A good trick for a title, is to incorporate key words into it, even if it sounds lame or cheesy. You will be competing against 400,000 other titles, so every little bit helps. This is where we start to fringe upon a former topic you and I covered which I will not bring up again. However I will just say...you will see what I mean about getting swallowed up by ....... , but I digress. 

If you have any specific questions , feel free to PM me.

I would price your short story at 2.99, not .99. The price is a statement to the world that you believe in your work. With the use of sales and promotions you can alter the price as needed. 

From my experience, the price does not influence sales(unless it's over $10). If they see it, they will buy it. The trick is getting seen! 

Also, do not sweat reviews. Authors lose sleep and sanity fretting over gaining reviews. A few reviews are great to get started but will not start any algorithms in the Amazon central processor, that is a myth.


----------



## Philip Overby (May 2, 2015)

Thanks for the advice. I've thought about 2.99 for future stories, but for this one many people I've talked to seem to think 99 is good.

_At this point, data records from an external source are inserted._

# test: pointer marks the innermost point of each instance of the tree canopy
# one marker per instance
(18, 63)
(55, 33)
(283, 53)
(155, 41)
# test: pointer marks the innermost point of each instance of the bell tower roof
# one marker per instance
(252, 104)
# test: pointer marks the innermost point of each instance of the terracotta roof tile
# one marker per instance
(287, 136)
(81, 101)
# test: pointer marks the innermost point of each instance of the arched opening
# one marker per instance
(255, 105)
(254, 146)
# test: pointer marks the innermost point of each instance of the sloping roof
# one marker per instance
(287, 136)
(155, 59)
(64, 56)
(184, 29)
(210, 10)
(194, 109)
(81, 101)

The reason I'm going with this is because my story is under 10,000 words. My second story looks like it is going to be a novelette or a novella, so I may go with 2.99 for the second one. Just depends on how I feel about it.


----------



## Devor (May 2, 2015)

I always thought I'd price a short story at $1.15, if only to show that I thought it was worth more than the typical .99.

I've no idea if that would actually work.

:biggrin:


----------



## MineOwnKing (May 3, 2015)

Oh, I see.
I didn't realize it was that short.
I think your plan is good.


----------



## Philip Overby (May 3, 2015)

I do think my next one could reach 20,000 words even, so I might consider doing 2.99 for that one. I am nearing the end though, and it's 12,000 something words now.

Yeah, I felt that if I'm selling anything under 10,000 words, 99 cents is best. And if I'm going to sell anything that is 3,000-7,000 words, I'll probably bundle it with other stories and just make it a collection. Either that or submit the stories to various markets.


----------



## Legendary Sidekick (May 3, 2015)

I agree: ~10K range should be $0.99. <7K should be compiled, and >20K should $2.99. I'm heading down a similar path.


----------